In order to protect the proprietary formula, the safety sheet did not fulfill the European standards on safety instructions for chemical products for laboratory or industrial use (16 points are required to be clearly stated)
. Subsequently Biolina was retracted from commercial use in Italy, and all known deposits of the reagent were sequestrated.
Abruptly, it was necessary to face a difficult situation in which no commercial alternative was available in the national market, and the temptation to return to formalin was therefore very high.
From a rapid consultation of the scientific literature we discovered the interesting investigations of Bostwick
 with a commercial substitute of formalin (Stat Fix).

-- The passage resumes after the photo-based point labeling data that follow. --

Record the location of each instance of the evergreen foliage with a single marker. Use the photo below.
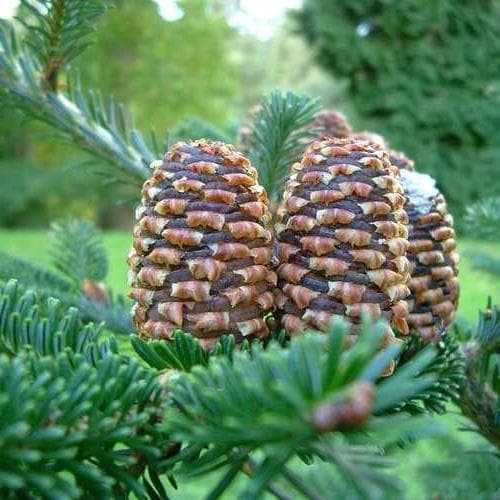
(480, 398)
(80, 264)
(59, 32)
(84, 420)
(278, 136)
(420, 72)
(78, 252)
(46, 327)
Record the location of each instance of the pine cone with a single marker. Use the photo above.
(202, 246)
(433, 260)
(371, 137)
(342, 239)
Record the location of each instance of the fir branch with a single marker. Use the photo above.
(46, 282)
(57, 32)
(102, 128)
(80, 258)
(448, 369)
(78, 252)
(68, 429)
(480, 397)
(46, 327)
(484, 217)
(281, 402)
(278, 136)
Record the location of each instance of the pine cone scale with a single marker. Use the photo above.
(202, 246)
(341, 239)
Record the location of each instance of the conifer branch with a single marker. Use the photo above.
(57, 32)
(484, 217)
(480, 398)
(278, 136)
(46, 327)
(81, 265)
(103, 128)
(78, 252)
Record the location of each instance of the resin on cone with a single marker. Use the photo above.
(202, 247)
(342, 240)
(433, 259)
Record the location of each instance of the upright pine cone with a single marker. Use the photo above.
(342, 239)
(433, 259)
(202, 246)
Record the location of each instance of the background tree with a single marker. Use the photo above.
(420, 72)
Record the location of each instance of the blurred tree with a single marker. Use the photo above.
(283, 61)
(421, 72)
(165, 70)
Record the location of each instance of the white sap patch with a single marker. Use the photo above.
(420, 189)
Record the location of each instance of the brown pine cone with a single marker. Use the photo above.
(433, 259)
(342, 240)
(202, 247)
(371, 137)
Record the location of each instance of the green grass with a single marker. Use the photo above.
(33, 245)
(446, 453)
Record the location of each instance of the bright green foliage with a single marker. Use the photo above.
(69, 430)
(420, 72)
(483, 219)
(278, 136)
(79, 257)
(281, 402)
(59, 32)
(480, 399)
(448, 369)
(84, 119)
(167, 71)
(46, 327)
(78, 252)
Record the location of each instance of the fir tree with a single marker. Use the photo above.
(421, 73)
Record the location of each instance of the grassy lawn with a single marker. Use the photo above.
(33, 245)
(444, 453)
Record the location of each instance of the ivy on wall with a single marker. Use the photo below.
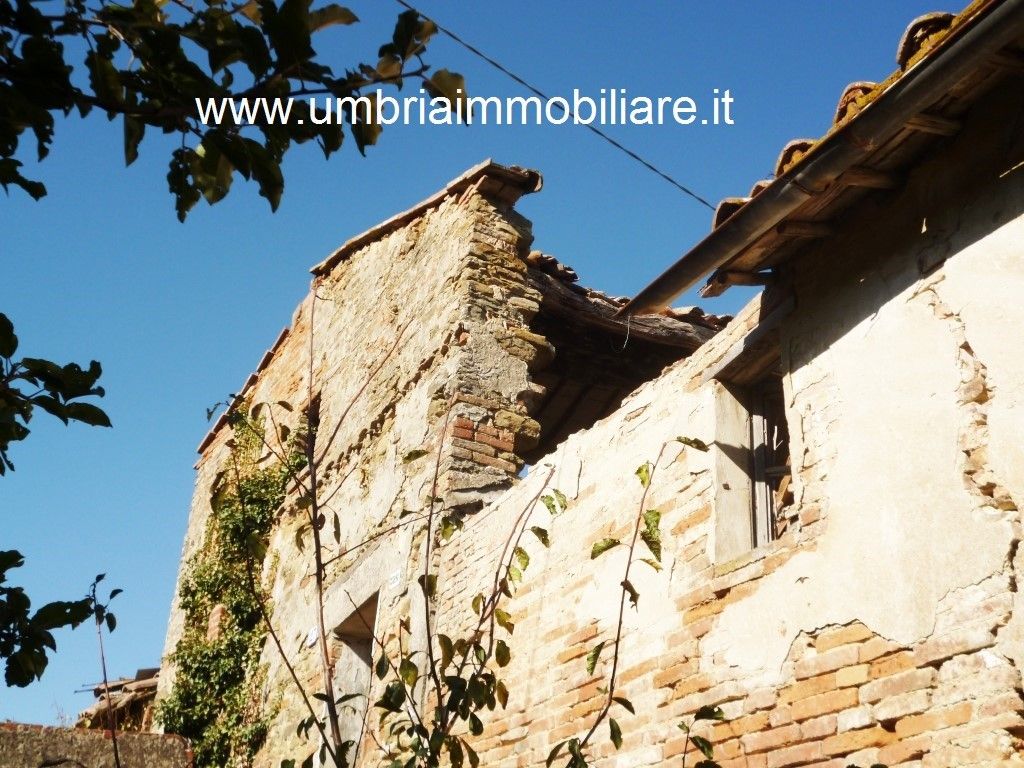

From the published components, we were able to prepare a mixture of PolyethylenGlycol (PEG), acetic Acid, Glycerol and ethyl alcohol (PAGA) in the lab, and this formulation was used with decent morphological results and no problems in Immunohistochemistry or Histochemistry. For almost one year PAGA was used in the substitution of formalin. Although PAGA was satisfactory as a routine fixative and not particularly expensive, an abrupt shortage of technical help led to a shift to a commercial alternative to formalin. No-Tox (EarthSafe Industries, Inc., Belle Mead, NJ 08502), a new commercial substitute of formalin was introduced in the market and was available in Italy. Unfortunately some difficulties were encountered with Immunohistochemistry (particularly Mib-1) and no suggestions were available from the producer in order to resolve this staining problem, and antigen retrieval experience was still limited
[28, 36]. We tested another new substitute of formalin, produced and marketed by Merck (Neo-Fix), which was an alcohol-based fixative (50% ethyl alcohol) and PEG. Since tissue shrinking was still acceptable and Mib-1 was easily detected, we shifted to the use of Neo-Fix and used it for more than 6 years, but due to commercial problems this fixative was no longer commercially available in Italy at the end of 2003. At that time we tested the commercially available alternatives to formalin present in the Italian market and selected FineFixx (Milestone, Italy) as the most suitable. FineFixx is an isopropyl and ethylic alcohol-based fixative (70% ethyl alcohol and tensioactive agents). The high alcohol percentage has evident shrinking artifacts but, despite this, morphology is acceptable. Immunohistochemistry and Histochemistry were also satisfactory.
In the quest for formaldehyde abolition, we also faced the problem of finding an effective substitute for the formaldehyde-formic acid mixture for a de-calcifying formula suitable for large orthopedic specimens. We obtained the recipe of de-calcifying fluid that was used routinely at the Surgical Pathology Dept. of Pini Orthopedic Hospital of Milan (Italy) (courtesy of A. Parafioriti M.D.) This method, based on Formic and Hydrochloric acids, was as effective as the former and easy to prepare in the laboratory.